Wanderley Guilherme, como é
chamado, acaba de participar do
23º Encontro da Anpocs (Associação Nacional de Pesquisa e
Pós-graduação em Ciências Sociais), que terminou sábado em
Caxambu (sul de Minas Gerais).
Na entrevista que segue, realizada na sexta-feira, ele analisa a
"apatia" dos colegas que verificou
durante o encontro, diz que a geração de FHC está obsoleta intelectualmente e defende, atemorizado, que "a população brasileira
é absolutamente dispensável para
o capitalismo brasileiro", cujo dinamismo é garantido por uma
minoria ridícula em termos relativos, mas que em termos absolutos é do tamanho do mercado interno inglês.
Folha - Esperava-se dessa Anpocs, um encontro nacional de
cientistas sociais, onde estiveram reunidos representantes da
nata da intelectualidade brasileira, alguma discussão mais
acirrada sobre o governo FHC e
a conjuntura do país, como se
sabe nada boa.
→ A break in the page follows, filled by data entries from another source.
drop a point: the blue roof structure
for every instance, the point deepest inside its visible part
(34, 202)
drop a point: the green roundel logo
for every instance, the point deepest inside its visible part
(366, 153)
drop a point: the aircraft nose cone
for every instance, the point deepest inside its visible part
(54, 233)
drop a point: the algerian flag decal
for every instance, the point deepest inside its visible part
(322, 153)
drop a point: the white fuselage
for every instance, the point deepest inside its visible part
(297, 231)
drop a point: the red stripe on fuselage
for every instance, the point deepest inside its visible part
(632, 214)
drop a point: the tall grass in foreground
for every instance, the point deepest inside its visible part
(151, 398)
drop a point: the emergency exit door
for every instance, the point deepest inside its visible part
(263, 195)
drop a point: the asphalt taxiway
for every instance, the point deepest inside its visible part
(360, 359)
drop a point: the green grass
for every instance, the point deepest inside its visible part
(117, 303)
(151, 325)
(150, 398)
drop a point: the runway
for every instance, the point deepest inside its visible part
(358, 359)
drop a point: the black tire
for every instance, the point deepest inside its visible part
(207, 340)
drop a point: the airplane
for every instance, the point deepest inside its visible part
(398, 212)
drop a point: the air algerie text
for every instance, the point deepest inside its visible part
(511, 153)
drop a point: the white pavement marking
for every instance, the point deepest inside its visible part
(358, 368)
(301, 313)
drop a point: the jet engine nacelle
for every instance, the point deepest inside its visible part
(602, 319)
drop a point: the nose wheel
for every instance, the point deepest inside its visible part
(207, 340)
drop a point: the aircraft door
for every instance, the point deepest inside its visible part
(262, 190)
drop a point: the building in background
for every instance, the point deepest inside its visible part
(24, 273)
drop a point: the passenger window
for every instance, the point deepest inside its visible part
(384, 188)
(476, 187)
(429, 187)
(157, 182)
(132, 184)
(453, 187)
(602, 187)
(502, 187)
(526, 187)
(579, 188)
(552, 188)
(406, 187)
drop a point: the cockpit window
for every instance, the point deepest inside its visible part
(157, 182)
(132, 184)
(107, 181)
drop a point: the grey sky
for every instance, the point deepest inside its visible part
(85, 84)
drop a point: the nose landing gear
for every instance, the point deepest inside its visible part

A sensação geral, porém, é a de que todos estão prostrados, ou anestesiados. Por outro lado, parece que
o conservadorismo e a defesa
de FHC se tornaram mais desinibidos. O que está acontecendo
com os intelectuais?
Wanderley Guilherme dos
Santos - A Anpocs refletiu o clima político do país todo. A população, particularmente o público
atento, interessado, me parece
mais apática do que contra. Eu tenho dúvida de que essas pesquisas de opinião sobre o governo estejam refletindo a realidade.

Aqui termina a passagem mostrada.